Engineering the Bandgap and Surface Structure of CsPbCl3 Nanocrystals to Achieve Efficient Ultraviolet Luminescence

All-inorganic halide perovskites have attracted wide attention due to their intriguing luminescent properties including efficient light conversion, narrow emission bandwidth and composition-dependent emissions. However, their emissions mainly locate in the visible region and they often suffer from low luminescent efficiency in the blue and violet region. Herein, we report the design of novel ultraviolet luminescent CsPbCl 3 nanocrystals (NCs) with the emission peak at 381 nm through doping of cadmium ions.
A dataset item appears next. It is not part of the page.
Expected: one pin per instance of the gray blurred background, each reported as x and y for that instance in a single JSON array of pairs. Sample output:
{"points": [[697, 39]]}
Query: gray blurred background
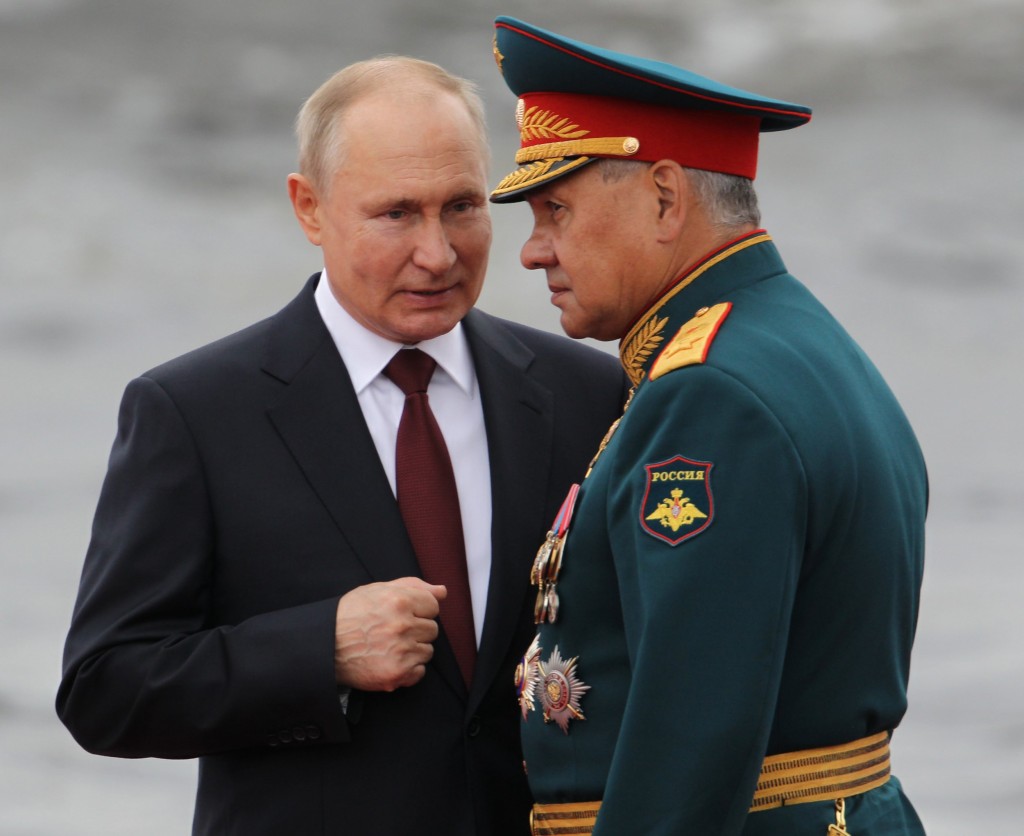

Subsequently, a surface passivation strategy with CdCl 2 is adopted to improve their photoluminescence quantum yield (PLQY) with the maximum value of 60.5%, which is 67 times higher than that of the pristine counterparts. The PLQY of the surface passivated NCs remains over 50% after one week while the pristine NCs show negligible emission. By virtue of density functional theory calculations, we reveal that the higher PLQY and better stability after surface passivation may result from the significant elimination of surface chloride vacancy (V Cl ) defects. These findings provide fundamental insights into the optical manipulation of metal ions-doped CsPbCl 3 NCs, thus laying a foundation for the future design of efficient UV-emitting halide perovskites through bandgap and surface structure engineering.